Day of the dead 2011

7 November 2011

Last week’s celebration of the Day of the Dead (aka All Souls’ Day, 2 November) was a little more thoughtful for me than it is in some years. Partly this was because John McCarthy had just died, and partly because this year seems to have taken an unusually high toll in people whose work I have had occasion to value.

News of McCarthy’s death came through when I was on the phone with John Cowan and my brother Roger Sperberg. We paused for a few moments, and then we spent half an hour thinking about technical topics, which seemed like a good way to mark the occasion. (For example: if the original plan was for Lisp programs to be written not in S-expressions but in an Algol-like syntax called M-expressions, is that a sign that McCarthy was less far-sighted than he might have been? How could he not have seen the importance of the idea that Lisp data and Lisp programs should use the same primitive data structures? Perhaps he had feet of clay, so to speak? Or on the contrary should we infer, from the fact that the plan for M-expressions was abandoned and that Lisp became what it became, that McCarthy was astute enough to recognize great ideas when he saw them, and nimble enough to change his plans to capture them? On the whole, I guess I lean toward the latter view.)

This year, Father Roberto Busa also died. Many people (including me) regard him as the founder of the field of digital humanities, because of his work, beginning in 1948, on a machine-readable text of the work of Thomas Aquinas. The Index Thomisticus was completed in 1978, several IT revolutions later. Busa, too, was astute enough to adjust his plans in mid-project: his initial plans involved clever use of punched cards and sorters, and it was only after the project had been going for some years that it began to use computers instead of unit-record equipment. I met Busa only briefly, once as a young man at my first job in humanities computing, and once years later when I chaired the committee which voted to award him what became the Busa Award for contributions to the application of information technology to humanistic scholarship. But he made a strong impression on me with his sweetness of temper and his intelligence. He made an even stronger impression on me indirectly: Antonio Zampolli worked with Busa as a student. And without Antonio, I think my life would have had a rather different shape.

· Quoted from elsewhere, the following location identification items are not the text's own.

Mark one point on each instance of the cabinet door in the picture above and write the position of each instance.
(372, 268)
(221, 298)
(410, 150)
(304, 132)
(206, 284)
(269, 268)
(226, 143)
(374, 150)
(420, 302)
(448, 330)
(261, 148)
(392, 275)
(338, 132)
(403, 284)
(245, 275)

Oh, well. Nobody gets out of here alive, anyway.

2 thoughts on “Day of the dead 2011

  1. “And he will be seen as he really was; for I profess to write, not his panegyrick, which must be all praise, but his Life; which, great and good as he was, must not be supposed to be entirely perfect. To be as he was, is indeed subject of panegyrick enough to any man in this state of being; but in every picture there should be shade as well as light, and when I delineate him without reserve, I do what he himself recommended, both by his precept and his example.” —Boswell’s Life of Johnson

    In particular, Paul Graham translated some of JMC’s code (PS) from “Recursive Functions of Symbolic Expressions and Their Computation by Machine, Part I” into Common Lisp to see if it still worked. It did, and indeed he found some code that worked better in modern Lisps than in Lisp 1 — because it had a dynamic scoping bug. Graham writes:

    After giving the definition of eval he goes on to give some examples of higher-order functions — functions that take other functions as arguments. He defines maplist [definition omitted] then uses it to write a simple function diff for symbolic differentiation. But diff passes maplist a function that uses x as a parameter, and the reference to it is captured by the [first] parameter x within maplist.

    It’s an eloquent testimony to the dangers of dynamic scope that even the very first example of higher-order Lisp functions was broken by it. It may be that McCarthy was not fully aware of the implications of dynamic scope in 1960. Dynamic scope remained in Lisp implementations for a surprisingly long time — until Sussman and Steele developed Scheme in 1975. [Elisp and NewLisp are dynamically scoped even today.]